The facts out of which the controversy arose were as follows:
The plaintiff purchased 14 boxes of snuff from a party in New Jersey, who delivered it to the Pennsylvania Railroad System to be transported to Borden, S.C. a station on defendants line of road, and received from said system the following bill of lading:
"Helmetta, N.J., Oct. 14, 1904.
By Pa. R.R. System. Consignee, T.M. Bradley, Borden, S.C. A.C.L. Via 14 1-2 Snuff 155."
Thirteen of said boxes were delivered to the plaintiff by the defendant, but the other box has not been delivered.
The magistrate rendered judgment for the amount claimed, whereupon the defendant appealed to the Circuit Court.

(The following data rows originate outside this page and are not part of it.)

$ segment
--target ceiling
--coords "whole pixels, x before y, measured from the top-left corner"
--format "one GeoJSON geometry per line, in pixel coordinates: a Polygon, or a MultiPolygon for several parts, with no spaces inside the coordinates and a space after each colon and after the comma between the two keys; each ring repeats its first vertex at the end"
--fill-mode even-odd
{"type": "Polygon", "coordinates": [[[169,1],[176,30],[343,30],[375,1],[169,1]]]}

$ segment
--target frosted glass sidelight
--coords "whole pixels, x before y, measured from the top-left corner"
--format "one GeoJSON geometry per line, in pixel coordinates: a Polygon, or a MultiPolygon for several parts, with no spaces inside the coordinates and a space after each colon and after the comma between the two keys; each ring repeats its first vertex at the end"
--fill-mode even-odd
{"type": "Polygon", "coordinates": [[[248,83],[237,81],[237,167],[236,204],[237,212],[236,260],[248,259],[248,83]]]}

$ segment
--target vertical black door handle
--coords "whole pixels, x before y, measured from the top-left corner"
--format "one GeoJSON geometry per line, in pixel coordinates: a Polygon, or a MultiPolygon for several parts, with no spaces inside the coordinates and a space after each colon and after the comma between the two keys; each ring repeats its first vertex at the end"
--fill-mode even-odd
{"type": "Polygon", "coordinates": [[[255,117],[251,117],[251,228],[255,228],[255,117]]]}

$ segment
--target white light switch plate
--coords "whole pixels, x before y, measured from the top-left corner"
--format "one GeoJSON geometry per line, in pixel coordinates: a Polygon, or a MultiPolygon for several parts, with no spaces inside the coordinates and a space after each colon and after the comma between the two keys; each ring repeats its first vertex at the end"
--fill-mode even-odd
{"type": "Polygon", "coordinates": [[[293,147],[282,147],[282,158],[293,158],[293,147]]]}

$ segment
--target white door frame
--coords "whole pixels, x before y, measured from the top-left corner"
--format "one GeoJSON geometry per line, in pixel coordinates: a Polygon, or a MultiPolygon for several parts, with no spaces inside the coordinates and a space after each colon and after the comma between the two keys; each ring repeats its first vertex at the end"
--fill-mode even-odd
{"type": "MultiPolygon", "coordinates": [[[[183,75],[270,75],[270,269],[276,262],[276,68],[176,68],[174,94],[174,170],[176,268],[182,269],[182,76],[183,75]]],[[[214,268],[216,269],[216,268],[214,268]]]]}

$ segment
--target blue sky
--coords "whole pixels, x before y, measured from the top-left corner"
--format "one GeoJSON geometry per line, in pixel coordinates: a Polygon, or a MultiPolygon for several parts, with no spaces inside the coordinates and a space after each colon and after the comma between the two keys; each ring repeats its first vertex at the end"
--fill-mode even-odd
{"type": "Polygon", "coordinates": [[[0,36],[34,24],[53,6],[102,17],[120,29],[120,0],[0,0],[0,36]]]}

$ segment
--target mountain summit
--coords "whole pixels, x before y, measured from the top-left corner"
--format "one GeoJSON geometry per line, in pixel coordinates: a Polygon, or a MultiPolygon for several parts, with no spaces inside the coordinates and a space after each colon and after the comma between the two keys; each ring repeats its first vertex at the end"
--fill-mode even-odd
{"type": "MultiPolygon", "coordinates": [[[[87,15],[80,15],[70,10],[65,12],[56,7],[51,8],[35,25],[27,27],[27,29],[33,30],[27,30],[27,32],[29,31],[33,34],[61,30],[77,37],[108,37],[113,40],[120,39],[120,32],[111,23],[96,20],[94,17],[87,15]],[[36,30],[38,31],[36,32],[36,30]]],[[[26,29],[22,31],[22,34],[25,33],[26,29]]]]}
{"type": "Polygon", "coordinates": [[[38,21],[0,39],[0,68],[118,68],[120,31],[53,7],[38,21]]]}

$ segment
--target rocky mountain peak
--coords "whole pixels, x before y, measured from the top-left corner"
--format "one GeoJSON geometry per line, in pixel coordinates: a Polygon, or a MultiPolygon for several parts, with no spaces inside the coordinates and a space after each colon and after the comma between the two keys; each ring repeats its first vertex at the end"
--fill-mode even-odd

His Honor Judge Hydrick made the following order: "This case came up on appeal from the court of magistrate, upon several exceptions. After hearing Messrs. Lee Moise for the defendant-appellant and L.D. Jennings for plaintiff-respondent, and after careful consideration of the whole case, I find as a matter of fact, that the greater portion of the goods of which a portion was alleged to have been lost, was actually received by the defendant, and I hold as a matter of law that the presumption is, that all of said goods were received by the defendant, and that a portion having been received by the defendant company, as is shown by the evidence in the case, the burden was then on the defendant to remove such presumption, and I find as a matter of fact from the testimony, that the defendant did not remove such presumption, and the plaintiff having complied with the law in every respect, I find from the testimony that the defendant is liable, and that the judgment of the magistrate ought to be, and is, hereby sustained and the appeal dismissed.
"Under my view of this case, I do not deem it necessary to pass upon the questions of the constitutionality of sec. 1710, of Volume I, of the Code of Laws of South Carolina."
The defendant again appealed and the ruling of the Circuit Judge, as to the presumption arising from the delivery of a portion of the goods, is assigned as error.
There was only one bill of lading, and all the goods were delivered for transportation at one and the same time, thus constituting a single transaction.
Every reasonable intendment is in favor of the theory, that, for convenience, all parties contemplated the boxes would be kept together as a single shipment, until they reached their destination.
Therefore, it is a very natural presumption that the defendant received all, when it is shown that it came into possession of a portion of the boxes. The ruling of the Circuit Judge is fully sustained, by the recent case of Walker v. Railway, 76 S.C. 308.
These views render unnecessary the consideration of the exceptions raising certain constitutional questions.
It is the judgment of this Court that the judgment of the Circuit Court be affirmed.